Furthermore: “Whatever substance had been in contact with her facial skin seemed to have been applied to Storro’s face, rather than having been splashed onto her face. The pattern was very even across the face. I saw no blistering of the skin. I saw no injury to her neck, hands or upper chest area that may have been indicative of having chemical splashed onto her.”

Stefan also took photos.

Storro had said she’d been wearing sunglasses that saved her eyes in the attack, and that she’d purchased them only about 20 minutes before the attack at the Fred Meyer near state Highway 14. She told detectives they were Dockers brand and black, with large lenses.

Stefan, working with the store’s security employees, viewed its surveillance videos for the time Storro gave, but they showed she hadn’t been in the store and her 1996 Chevrolet Blazer hadn’t been in the parking lot, the affidavit says.

The store’s computer said it had sold no sunglasses that day, the affidavit says.

Stefan also wrote that he obtained photos of women who had acid thrown in their faces in Puyallup and Mesa, Ariz., and Storro’s injuries didn’t match.

The detective also contacted the physician who treated Storro’s burns at Emanuel and “he was suspicious of the alleged chemical burn pattern on Storro’s face and of the story that Bethany Storro had related of how she sustained the injury,” the affidavit says.

About two weeks before the alleged attack, Storro had undergone a laser facial peel in Portland, Stefan learned.

Deputy Prosecutor Golik said Monday he didn’t know whether the facial peel had caused problems.

On Sept. 16, as detectives executed a search warrant at the home where Storro is staying with her parents, Storro “made the statement she should go to ‘jail’ and admitted she falsely reported the acid attack,” Stefan wrote in the affidavit. Later, in a police office, Storro gave a recorded confession, the affidavit says.

Storro reportedly told police she had bought drain cleaner at a hardware store, and gloves she wore “while applying the caustic substance to her face.”

In the restroom of a park near Clark College, the affidavit says, “she applied the acid with towels and made several applications of the chemical substance to her face … several hours before the incident was reported to 911 dispatch.”

Storro told Stefan she applied the drain cleaner to her face to kill herself, and if that failed “she could get her face redone.”
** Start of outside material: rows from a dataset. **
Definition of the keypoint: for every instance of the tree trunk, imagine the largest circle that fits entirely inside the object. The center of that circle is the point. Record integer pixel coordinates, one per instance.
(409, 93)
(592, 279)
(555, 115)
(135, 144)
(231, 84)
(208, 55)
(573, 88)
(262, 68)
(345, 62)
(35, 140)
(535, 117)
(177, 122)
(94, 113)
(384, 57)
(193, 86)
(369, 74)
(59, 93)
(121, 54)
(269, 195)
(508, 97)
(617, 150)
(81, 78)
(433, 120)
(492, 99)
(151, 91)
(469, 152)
She added, according to the affidavit, “Then when I realized it wasn’t killing me, I thought maybe this was the answer to all my problems. To have a completely different face.”

Asked about the investigation by police, Storro said: “I thought there would be no evidence of me doing it to myself. And then you guys — I thought you guys would give up on trying to find the person and it would be done.”

The affidavit says detectives found the hardware store where Storro said she bought the chemical drain cleaner and gloves, and records showed she used her debit card to buy them.

Storro, while still in the hospital, received a personal check from Safeway, her employer, for $3,000.

She told detectives she’d spent about $1,500 of that on dinners, train tickets, clothing, shopping at Target, an Apple computer product (which she apparently returned), and to pay most of her $620 bill for her laser facial peel.

Police and bank officials have said they are working on returning the donations folks gave Storro. One man, from California, told police he gave her $1,000, and that he wants it back.